The radius of curvature of a loop-the-loop for a roller coaster is 12.4 m. at the top of the loop (with the car inside the loop), the force that the seat exerts on a passenger of mass m is 0.80mg. find the speed of the roller coaster at the top of the loop.

Answer 1

14.79 m/s At the top of the loop, there's 2 opposing forces. The centripetal force that's attempting to push the roller coaster away and the gravitational attraction. These 2 forces are in opposite directions and their sum is 0.80 mg where m = mass and g = gravitational attraction.

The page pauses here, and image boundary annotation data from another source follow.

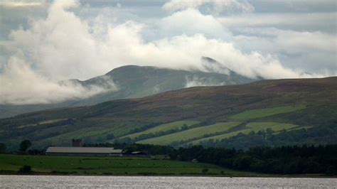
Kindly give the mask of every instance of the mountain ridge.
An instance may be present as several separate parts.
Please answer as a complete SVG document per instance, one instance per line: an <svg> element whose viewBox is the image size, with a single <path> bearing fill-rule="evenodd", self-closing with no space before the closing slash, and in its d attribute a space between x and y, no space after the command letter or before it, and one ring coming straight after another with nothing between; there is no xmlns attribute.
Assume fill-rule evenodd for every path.
<svg viewBox="0 0 337 189"><path fill-rule="evenodd" d="M247 83L256 80L244 76L226 75L201 71L178 70L153 66L126 65L106 74L86 80L72 79L59 85L80 85L87 90L99 88L101 92L85 99L75 99L60 103L31 105L0 105L0 118L25 112L60 107L92 105L100 102L125 98L142 97L159 92L194 85L225 85Z"/></svg>
<svg viewBox="0 0 337 189"><path fill-rule="evenodd" d="M111 140L111 136L118 139L162 124L192 120L199 122L192 127L239 122L242 124L229 131L238 129L247 134L253 129L252 126L261 123L266 125L265 129L274 128L275 136L282 126L289 132L304 135L306 131L303 129L328 129L324 134L327 136L315 136L321 141L315 142L321 144L337 131L336 84L337 77L262 80L239 85L190 87L92 106L31 112L0 119L0 139L9 144L31 139L40 145L66 145L72 138L105 142ZM247 115L250 118L241 118ZM326 126L330 129L323 129ZM179 129L174 132L180 132ZM144 136L142 139L167 132ZM223 131L219 132L205 134L227 137Z"/></svg>

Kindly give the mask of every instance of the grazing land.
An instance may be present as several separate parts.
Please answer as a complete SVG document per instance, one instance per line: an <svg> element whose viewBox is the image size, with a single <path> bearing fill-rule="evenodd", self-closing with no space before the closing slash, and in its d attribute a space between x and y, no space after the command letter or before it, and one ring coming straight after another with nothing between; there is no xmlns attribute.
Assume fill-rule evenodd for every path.
<svg viewBox="0 0 337 189"><path fill-rule="evenodd" d="M178 138L160 144L178 141L179 144L175 146L178 146L192 139L210 139L208 137L232 139L240 133L247 135L253 131L265 131L269 126L278 139L267 142L268 138L256 134L262 139L254 144L331 144L337 136L336 93L337 77L190 87L143 98L52 109L1 119L0 143L5 144L8 149L15 150L20 141L27 139L33 142L33 148L43 148L50 145L70 146L72 139L80 138L87 144L123 139L143 143L144 140L174 136ZM221 127L205 129L203 134L197 133L199 129L188 131L232 122L242 123L228 131L222 130ZM278 124L250 124L256 122ZM194 123L198 124L193 125ZM237 142L232 143L232 146L225 146L229 143L221 145L242 148L253 144L252 140L256 139L247 137L247 144L242 145L237 145ZM182 140L186 143L181 144Z"/></svg>
<svg viewBox="0 0 337 189"><path fill-rule="evenodd" d="M277 123L277 122L252 122L246 125L247 129L239 130L237 131L233 131L228 134L216 135L214 136L206 137L204 139L198 139L191 142L193 144L198 144L201 141L205 141L209 140L216 141L216 140L223 140L228 139L231 136L236 136L239 134L248 134L250 132L258 132L258 131L267 131L267 129L270 129L270 131L272 134L276 134L282 130L289 130L294 129L297 128L306 129L307 127L300 127L298 125L291 124L283 124L283 123Z"/></svg>
<svg viewBox="0 0 337 189"><path fill-rule="evenodd" d="M139 157L70 157L0 154L0 173L18 173L23 166L33 173L60 175L214 175L252 176L218 166Z"/></svg>
<svg viewBox="0 0 337 189"><path fill-rule="evenodd" d="M269 117L279 114L284 114L293 112L297 110L304 109L306 108L305 105L297 105L297 106L282 106L272 108L264 108L257 109L247 110L242 113L237 114L232 116L230 116L229 118L237 120L249 120L257 118Z"/></svg>
<svg viewBox="0 0 337 189"><path fill-rule="evenodd" d="M149 129L145 130L141 132L137 132L135 134L132 134L127 135L125 136L123 136L122 138L125 137L129 137L132 139L134 139L134 138L139 136L142 134L156 134L159 132L165 132L168 131L172 129L181 129L181 128L186 125L187 126L190 126L193 124L197 124L200 123L200 122L198 121L179 121L179 122L174 122L171 123L168 123L168 124L161 124L157 126L151 128Z"/></svg>
<svg viewBox="0 0 337 189"><path fill-rule="evenodd" d="M174 141L188 141L193 139L203 138L205 134L216 134L228 131L240 122L218 123L205 126L197 127L186 131L164 135L159 137L140 141L140 144L168 145Z"/></svg>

So let's calculate the amount of centripetal force we need. 0.80 = F - 1.00 1.80 = F So we need to have a centripetal force that's 1.8 times the local gravitational attraction which is 9.8 m/s^2. So 1.8 * 9.8 m/s^2 = 17.64 m/s^2 The formula for centripetal force is F = mv^2/r where F = force m = mass v = velocity r = radius We can eliminate mass from the equation since the same mass is being affected by both the centripetal force and gravity. So: F = v^2/r 17.64 m/s^2 = v^2/12.4 m 218.736 m^2/s^2 = v^2 14.78972616 m/s = v So the velocity at the top of the loop (rounded to 2 decimal places) is 14.79 m/s.